Tucker-Boatwright festival

Asian American cinema takes center stage at film fest

February 12, 2024


A new class is giving students the rare opportunity to study Asian American cinema and meet some of its scholars and filmmakers.

“The history of Asian Americans, including film history, is not often explored in university curriculum,” said film studies professor Jessica Ka Yee Chan, who is teaching the First-Year Seminar “Hollywood and the Asian American Imagination” in conjunction with the Tucker-Boatwright Festival of Literature and the Arts.

Films such as Everything Everywhere All at Once — which won seven Oscars last year, including Best Picture have brought the spotlight to Asian Americans in recent years.

“The film industry and the global audience are much more diverse now,” Chan said. “Digital technology and the global distribution of film have changed the way we select, purchase, and view films.
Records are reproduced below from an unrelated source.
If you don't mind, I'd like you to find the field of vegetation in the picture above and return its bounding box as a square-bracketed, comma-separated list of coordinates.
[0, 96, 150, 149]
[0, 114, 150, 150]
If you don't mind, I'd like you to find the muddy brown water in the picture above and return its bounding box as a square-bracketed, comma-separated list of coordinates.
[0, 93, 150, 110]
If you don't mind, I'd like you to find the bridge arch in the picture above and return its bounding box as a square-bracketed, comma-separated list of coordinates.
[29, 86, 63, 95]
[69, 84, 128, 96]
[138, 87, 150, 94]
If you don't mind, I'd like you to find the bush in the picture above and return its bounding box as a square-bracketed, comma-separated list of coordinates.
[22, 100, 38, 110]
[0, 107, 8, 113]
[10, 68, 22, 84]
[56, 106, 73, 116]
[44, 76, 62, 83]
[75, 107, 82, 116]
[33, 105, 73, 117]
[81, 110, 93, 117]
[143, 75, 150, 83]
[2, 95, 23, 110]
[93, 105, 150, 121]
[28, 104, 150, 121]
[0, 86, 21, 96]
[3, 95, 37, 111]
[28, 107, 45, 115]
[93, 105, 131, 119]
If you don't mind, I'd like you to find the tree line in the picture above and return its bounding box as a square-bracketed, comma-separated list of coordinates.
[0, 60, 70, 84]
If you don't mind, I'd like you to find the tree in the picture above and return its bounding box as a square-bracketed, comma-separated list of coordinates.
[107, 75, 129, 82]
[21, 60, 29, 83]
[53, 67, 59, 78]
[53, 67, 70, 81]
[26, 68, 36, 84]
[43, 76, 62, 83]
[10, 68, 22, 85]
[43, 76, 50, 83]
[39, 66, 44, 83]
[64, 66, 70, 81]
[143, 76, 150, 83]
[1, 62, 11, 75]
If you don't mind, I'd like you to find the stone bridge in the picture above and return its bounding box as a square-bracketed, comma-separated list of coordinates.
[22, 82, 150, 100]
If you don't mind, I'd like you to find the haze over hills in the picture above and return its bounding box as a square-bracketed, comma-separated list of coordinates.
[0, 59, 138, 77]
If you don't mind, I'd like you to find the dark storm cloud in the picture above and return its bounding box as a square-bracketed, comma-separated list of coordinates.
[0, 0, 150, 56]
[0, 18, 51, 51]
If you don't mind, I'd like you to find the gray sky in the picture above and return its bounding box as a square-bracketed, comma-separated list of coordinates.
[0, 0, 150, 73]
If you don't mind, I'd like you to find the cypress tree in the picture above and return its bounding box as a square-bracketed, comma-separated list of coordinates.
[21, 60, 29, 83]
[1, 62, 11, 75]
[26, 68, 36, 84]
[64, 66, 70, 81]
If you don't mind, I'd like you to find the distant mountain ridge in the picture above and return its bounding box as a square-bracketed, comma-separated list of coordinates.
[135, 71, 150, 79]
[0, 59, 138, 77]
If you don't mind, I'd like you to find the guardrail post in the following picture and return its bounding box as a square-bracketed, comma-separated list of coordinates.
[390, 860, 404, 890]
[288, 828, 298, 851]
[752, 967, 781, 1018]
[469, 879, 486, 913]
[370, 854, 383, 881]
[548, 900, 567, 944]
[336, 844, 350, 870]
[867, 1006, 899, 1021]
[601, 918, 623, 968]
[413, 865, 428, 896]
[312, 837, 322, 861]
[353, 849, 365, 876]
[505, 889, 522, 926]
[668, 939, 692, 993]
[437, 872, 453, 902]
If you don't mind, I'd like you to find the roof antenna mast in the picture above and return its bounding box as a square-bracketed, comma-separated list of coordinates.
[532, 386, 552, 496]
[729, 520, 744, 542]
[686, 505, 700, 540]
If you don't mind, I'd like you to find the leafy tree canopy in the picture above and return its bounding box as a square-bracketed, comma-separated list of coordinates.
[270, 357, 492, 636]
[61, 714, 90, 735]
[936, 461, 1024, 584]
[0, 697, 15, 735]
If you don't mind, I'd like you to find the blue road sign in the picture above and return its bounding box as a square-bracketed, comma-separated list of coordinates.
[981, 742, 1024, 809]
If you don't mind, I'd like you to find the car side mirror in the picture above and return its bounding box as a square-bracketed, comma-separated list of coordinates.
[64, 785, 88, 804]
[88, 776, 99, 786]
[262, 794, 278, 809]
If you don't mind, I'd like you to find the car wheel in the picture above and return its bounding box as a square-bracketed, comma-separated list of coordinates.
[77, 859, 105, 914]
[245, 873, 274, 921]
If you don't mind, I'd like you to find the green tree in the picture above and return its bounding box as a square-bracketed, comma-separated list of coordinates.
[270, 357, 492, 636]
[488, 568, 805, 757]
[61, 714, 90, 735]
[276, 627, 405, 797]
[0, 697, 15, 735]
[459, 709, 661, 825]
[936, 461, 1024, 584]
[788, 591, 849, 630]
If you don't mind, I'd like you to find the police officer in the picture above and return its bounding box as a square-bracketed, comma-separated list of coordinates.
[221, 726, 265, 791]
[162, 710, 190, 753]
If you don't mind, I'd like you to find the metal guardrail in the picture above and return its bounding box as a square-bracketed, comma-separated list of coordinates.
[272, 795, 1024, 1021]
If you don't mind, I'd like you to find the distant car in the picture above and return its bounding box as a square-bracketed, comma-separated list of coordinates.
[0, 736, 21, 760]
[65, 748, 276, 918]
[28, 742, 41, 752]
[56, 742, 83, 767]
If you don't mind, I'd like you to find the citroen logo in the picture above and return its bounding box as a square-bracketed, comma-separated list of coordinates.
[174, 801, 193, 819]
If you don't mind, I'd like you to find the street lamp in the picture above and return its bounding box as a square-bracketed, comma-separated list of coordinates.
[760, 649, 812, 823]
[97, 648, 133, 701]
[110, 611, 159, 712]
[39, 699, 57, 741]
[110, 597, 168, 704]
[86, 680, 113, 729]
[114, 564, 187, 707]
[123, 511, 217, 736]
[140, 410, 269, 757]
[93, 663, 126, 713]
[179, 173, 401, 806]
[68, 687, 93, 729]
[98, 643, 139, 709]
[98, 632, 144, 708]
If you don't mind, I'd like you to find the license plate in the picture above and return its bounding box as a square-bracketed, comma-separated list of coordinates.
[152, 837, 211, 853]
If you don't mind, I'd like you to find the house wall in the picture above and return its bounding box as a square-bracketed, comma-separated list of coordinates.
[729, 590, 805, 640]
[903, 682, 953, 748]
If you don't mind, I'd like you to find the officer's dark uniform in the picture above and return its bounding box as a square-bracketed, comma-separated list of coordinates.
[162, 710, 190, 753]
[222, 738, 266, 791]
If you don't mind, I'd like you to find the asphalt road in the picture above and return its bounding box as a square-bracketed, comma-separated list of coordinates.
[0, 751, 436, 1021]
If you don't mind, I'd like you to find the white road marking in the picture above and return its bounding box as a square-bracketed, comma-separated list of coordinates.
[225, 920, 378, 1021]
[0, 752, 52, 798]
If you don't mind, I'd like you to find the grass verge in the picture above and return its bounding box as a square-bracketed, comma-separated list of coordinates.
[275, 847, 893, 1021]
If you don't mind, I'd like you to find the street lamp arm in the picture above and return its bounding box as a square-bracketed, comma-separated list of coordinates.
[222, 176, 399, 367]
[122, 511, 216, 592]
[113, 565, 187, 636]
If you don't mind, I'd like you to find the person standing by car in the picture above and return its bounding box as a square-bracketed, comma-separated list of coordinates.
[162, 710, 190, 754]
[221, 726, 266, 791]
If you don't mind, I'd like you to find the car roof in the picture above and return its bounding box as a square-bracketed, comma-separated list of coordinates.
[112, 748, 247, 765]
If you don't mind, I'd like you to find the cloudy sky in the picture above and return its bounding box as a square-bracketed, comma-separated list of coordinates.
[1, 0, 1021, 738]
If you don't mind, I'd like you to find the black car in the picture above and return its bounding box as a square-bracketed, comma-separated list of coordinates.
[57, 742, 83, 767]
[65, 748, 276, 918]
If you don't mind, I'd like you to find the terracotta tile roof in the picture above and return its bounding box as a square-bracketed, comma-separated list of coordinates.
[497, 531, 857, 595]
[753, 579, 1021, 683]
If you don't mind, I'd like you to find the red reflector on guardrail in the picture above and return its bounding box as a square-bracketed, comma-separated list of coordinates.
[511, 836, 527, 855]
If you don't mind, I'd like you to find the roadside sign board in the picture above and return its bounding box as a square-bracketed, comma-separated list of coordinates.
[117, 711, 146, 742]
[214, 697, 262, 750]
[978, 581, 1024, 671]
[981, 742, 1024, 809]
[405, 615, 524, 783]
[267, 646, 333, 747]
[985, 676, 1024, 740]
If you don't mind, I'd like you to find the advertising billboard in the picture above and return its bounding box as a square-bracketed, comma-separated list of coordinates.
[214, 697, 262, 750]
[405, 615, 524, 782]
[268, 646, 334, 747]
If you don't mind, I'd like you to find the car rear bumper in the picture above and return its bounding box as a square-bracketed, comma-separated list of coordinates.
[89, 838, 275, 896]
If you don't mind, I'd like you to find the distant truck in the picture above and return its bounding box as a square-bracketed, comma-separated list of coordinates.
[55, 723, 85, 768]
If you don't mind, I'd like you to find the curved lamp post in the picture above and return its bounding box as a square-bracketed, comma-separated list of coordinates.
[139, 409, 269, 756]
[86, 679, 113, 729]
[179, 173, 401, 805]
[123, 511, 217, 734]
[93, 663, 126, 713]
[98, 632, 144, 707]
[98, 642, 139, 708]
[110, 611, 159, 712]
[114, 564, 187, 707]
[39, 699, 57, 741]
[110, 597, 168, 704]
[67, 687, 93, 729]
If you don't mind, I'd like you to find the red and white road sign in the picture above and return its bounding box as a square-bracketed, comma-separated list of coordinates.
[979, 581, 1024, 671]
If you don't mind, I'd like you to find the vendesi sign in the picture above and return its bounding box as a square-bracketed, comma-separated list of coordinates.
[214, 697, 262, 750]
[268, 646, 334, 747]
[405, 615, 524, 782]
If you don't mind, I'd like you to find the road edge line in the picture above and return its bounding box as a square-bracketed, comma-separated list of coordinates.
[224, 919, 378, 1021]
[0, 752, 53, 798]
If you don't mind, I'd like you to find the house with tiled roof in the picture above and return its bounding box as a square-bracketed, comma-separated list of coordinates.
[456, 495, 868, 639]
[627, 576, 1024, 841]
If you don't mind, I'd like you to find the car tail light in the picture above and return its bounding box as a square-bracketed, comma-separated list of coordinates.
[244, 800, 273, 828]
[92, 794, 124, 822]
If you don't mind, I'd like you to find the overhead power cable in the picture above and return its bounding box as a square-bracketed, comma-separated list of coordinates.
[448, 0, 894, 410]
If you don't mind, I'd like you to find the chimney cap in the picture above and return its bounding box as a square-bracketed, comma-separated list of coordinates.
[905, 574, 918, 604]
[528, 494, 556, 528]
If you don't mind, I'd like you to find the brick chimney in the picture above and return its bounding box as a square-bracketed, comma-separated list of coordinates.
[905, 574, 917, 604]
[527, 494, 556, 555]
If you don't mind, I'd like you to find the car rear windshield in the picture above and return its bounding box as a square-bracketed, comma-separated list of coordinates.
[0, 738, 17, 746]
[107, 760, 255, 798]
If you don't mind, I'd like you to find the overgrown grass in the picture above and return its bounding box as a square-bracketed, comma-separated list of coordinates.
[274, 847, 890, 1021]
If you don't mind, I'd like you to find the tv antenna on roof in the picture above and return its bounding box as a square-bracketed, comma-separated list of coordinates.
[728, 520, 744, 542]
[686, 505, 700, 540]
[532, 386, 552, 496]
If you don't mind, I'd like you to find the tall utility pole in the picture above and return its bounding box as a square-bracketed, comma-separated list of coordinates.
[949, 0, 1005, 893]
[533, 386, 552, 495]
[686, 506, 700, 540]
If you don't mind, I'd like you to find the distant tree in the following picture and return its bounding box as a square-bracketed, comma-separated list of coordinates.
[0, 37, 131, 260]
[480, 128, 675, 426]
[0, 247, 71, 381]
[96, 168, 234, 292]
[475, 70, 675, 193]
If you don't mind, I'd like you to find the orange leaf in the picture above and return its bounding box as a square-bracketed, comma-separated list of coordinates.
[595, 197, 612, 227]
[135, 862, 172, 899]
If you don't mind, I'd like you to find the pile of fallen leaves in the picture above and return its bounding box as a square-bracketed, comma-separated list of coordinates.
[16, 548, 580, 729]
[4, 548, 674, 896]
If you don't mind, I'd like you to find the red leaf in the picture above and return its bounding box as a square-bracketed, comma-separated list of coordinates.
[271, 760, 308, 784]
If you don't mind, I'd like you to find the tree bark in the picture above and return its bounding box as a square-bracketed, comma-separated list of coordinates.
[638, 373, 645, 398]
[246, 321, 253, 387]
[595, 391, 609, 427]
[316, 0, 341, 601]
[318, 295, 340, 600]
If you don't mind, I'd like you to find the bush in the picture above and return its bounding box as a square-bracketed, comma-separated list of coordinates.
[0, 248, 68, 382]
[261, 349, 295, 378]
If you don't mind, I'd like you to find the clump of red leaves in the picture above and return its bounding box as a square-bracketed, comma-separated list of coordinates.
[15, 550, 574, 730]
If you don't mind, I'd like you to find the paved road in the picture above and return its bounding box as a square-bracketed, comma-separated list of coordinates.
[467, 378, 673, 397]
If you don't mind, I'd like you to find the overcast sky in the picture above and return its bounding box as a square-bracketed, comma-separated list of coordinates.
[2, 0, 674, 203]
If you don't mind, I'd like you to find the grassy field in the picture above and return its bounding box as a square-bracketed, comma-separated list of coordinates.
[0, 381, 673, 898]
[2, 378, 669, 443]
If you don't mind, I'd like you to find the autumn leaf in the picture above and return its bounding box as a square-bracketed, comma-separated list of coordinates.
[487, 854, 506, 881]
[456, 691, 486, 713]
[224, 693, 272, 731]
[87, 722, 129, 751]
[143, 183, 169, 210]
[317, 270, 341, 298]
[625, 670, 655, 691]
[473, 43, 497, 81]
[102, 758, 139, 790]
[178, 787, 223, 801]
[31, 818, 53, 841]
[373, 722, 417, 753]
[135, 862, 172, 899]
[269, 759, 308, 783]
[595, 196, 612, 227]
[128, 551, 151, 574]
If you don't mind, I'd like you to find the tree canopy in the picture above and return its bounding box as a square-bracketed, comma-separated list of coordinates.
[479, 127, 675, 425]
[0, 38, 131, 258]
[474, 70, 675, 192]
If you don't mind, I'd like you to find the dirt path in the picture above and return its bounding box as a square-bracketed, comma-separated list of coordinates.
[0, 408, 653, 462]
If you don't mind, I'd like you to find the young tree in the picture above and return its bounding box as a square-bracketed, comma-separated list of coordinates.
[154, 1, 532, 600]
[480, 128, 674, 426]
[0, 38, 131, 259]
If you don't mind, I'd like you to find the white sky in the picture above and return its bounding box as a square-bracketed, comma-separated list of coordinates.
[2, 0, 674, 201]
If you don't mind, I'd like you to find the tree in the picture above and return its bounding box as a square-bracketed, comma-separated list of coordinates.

At the same time, we need more narratives about Asian Americans. We also need more creative talents, producers, and executives who greenlight projects that might have been considered risky in a previous era.” 

Documentary filmmaker and author Curtis Chin visited with students then took part in a  screening of Dear Corky followed by a Q&A and book signing.

Chan’s class follows the contributions of Asian Americans to Hollywood, from the silent era to the digital age, with careful attention to how this group is being portrayed. Students watch and analyze films about various journeys from Asia to America and of becoming Asian American. They can also attend Tucker-Boatright’s related lectures, which are also open to the public.

In January, author and filmmaker Curtis Chin presented his documentary, Dear Corky, about long-time New York City Chinatown photographer Corky Lee. He also spoke about his memoir, Everything I Learned, I Learned in a Chinese Restaurant, which concerns his coming of age in the ‘70s and ‘80s as the child of Chinese-American restaurateurs in Detroit.

Chan’s first-year seminar students like Nick Javier had the opportunity to go to lunch with Chin before the event. “He talked about his own experiences and his professional views on how streaming services have shaped television,” Javier said. “I found myself relating to him.”

He read Chin’s book for class. “My favorite parts in the memoir are the descriptions and scenes with his dad, as they remind me of my dad and grandfather,” said Javier, who is Filipino American. “His memoir gives a detailed experience that I think many people could relate to: Growing up and feeling different, exploring self, looking for acceptance.”